Two California legislators have introduced legislation that would require the strictest measures in the nation from online retailers. Assembly Bill 1710, introduced by Assemblyman Roger Dickinson (D-Sacramento) and Assemblyman Bob Wieckowski (D-Fremont) on April 16, 2014, proposes that retailers be held responsible for certain costs associated with data breach incidents. Coined the Consumer Data Breach Protection Act, AB 1710 demands that businesses who sell goods or services to California residents and accept debit or credit card payments be prohibited from retaining, storing, or failing to limit access to that information after a processing authorization is obtained. The bill requires businesses to create “payment data retention and disposal” policies that identify how long they will retain the data. Existing law requires a business that owns or licenses personal information about a California resident to implement and maintain reasonable security procedures and practices appropriate to the nature of the information, to protect the personal information from unauthorized access, destruction, use, modification, or disclosure.This bill would expand these provisions to businesses that own, license, or maintain personal information about a California resident, as specified, and prohibit the retention of ultrasensitive data such as social security and driver’s license numbers, PIN numbers, and card verification codes. AB 1710 would also impose liability on retailers and responsible for reimbursing “reasonable and actual costs” of providing notice of a data breach to any California residents whose personal information was, or is reasonably believed to have been, acquired by an unauthorized person, and for the reasonable and actual cost of card replacement as a result of the breach to the owner of the information. Among other provisions in the bill:
- Retailers would be obligated to pay for at least 24 months of identity theft prevision and mitigation services, such as credit monitoring services, for consumers subject to the data breach of their personally identifiable information.
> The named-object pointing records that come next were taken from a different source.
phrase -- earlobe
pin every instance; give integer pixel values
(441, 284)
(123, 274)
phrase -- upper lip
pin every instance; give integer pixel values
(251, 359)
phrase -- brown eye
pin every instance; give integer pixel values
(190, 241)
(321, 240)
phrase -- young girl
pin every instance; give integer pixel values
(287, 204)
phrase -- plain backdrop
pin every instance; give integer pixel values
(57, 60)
- The proposed bill would require data breach notifications to be provided to consumers within stricter time frames, including making an announcement to statewide media, issuing emails to affected consumers within fifteen (15) days of the breach,and providing a general notice on the retailer’s web page.
- Penalties for failure to comply would be stiffer under the proposed Bill, ranging up to $500 per violation and up to $3,000 for a willful or reckless violation.
California has long been the leader among the United States with respect to privacy matters. In 2003, California became the first state to pass data breach notification laws. In 2012, California’s data breach laws were amended to require companies and state agencies to report breaches involving more than 500 California residents to the Attorney General’s office. According to a recent report issued by Attorney General Kamala D. Harris, in the first three months of 2012, there were more than a billion cyberattacks, increasing 130% from the number of data breaches since 2010. As of today, 47 states have enacted legislation requiring private or governmental entities to notify individuals of security breaches of information involving personally identifiable information. The states without any data breach notification laws include Alabama, New Mexico, and South Dakota.